Deputy Secretary of Homeland Security Alejandro Mayorkas and U.S. Immigration and Customs Enforcement (ICE) Director Sarah R. Saldaña today presided over the unveiling of a major expansion of the ICE Cyber Crimes Center in Fairfax, Va.
The expanded center will provide ICE's Homeland Security Investigations (HSI) with enhanced operational and training capabilities in order to meet the growing cyber mission of the agency and increasing workload of criminal cases with a cyber-nexus.
"The men and women of Homeland Security Investigations perform critical work in combating criminals that use the computer as their weapon, perpetrating crimes ranging from child exploitation to the theft of intellectual property," said Deputy Secretary Mayorkas. "The development of this expanded Cyber Crimes Center provides this great workforce with the facility and tools they deserve to accomplish their mission."

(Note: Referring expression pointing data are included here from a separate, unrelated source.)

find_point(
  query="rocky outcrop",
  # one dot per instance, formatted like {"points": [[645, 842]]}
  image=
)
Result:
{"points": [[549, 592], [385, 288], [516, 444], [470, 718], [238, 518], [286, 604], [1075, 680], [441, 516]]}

In 1997, the U.S. Customs Service created the Cyber Crimes Center – which became known as "C3" – in response to changing technologies and its effect on criminal trends. While C3's mission has evolved dramatically since its creation, little renovation has been made since then to update the physical space.
The expansion unveiled July 22 includes the build-out of a 5,000-square-foot forensic laboratory, space for coordinating large cyber operations, an evidence vault, and multiple training and conference rooms.
According to ICE Director Saldaña, today's C3 is better equipped for combating cybercrime in today's age: ICE's cybercrime strategy focuses on network intrusion and online theft of intellectual property and online theft of export controlled data; cyber economic crimes to include the sale and conversion of stolen credit card data and personally identifiable information into criminal proceeds; and cyber enabled crimes like child exploitation, illicit underground marketplaces, document fraud, and other crimes that have transitioned from the physical to virtual world.
C3's current mission involves keeping pace with emerging computer technology and Internet processes; proactively using these new technologies to combat criminal activity and address vulnerabilities created by the Internet; disseminating investigative leads and intelligence to field offices and international law enforcement partners; and supporting field investigations.
The Cyber Crimes Center has also developed a cybercrime curriculum to train HSI special agents and law enforcement partners in conducting cyber investigations. Classes on subjects including cyber smuggling, undercover and network intrusion investigations will take place at the new C3 beginning in early 2016. C3 is already using the new space to provide training in advanced software applications for victim identification in support of child sexual exploitation investigations.
C3 delivers computer and cyber-based technical services in support of HSI cases – including investigations into underground online marketplaces selling illegal drugs, weapons and other contraband; the trading of images of child pornography; and the theft of intellectual property.
Recent examples of the types of cases investigated and supported by C3 include the takedown of underground online marketplaces like Silk Road and Black Market Reloaded, cyber theft and piracy of the Hollywood movie The Expendables 3 and the dismantling of one of the largest child pornography websites on the dark net with more than 27,000 subscribers, as part of Operation Round Table.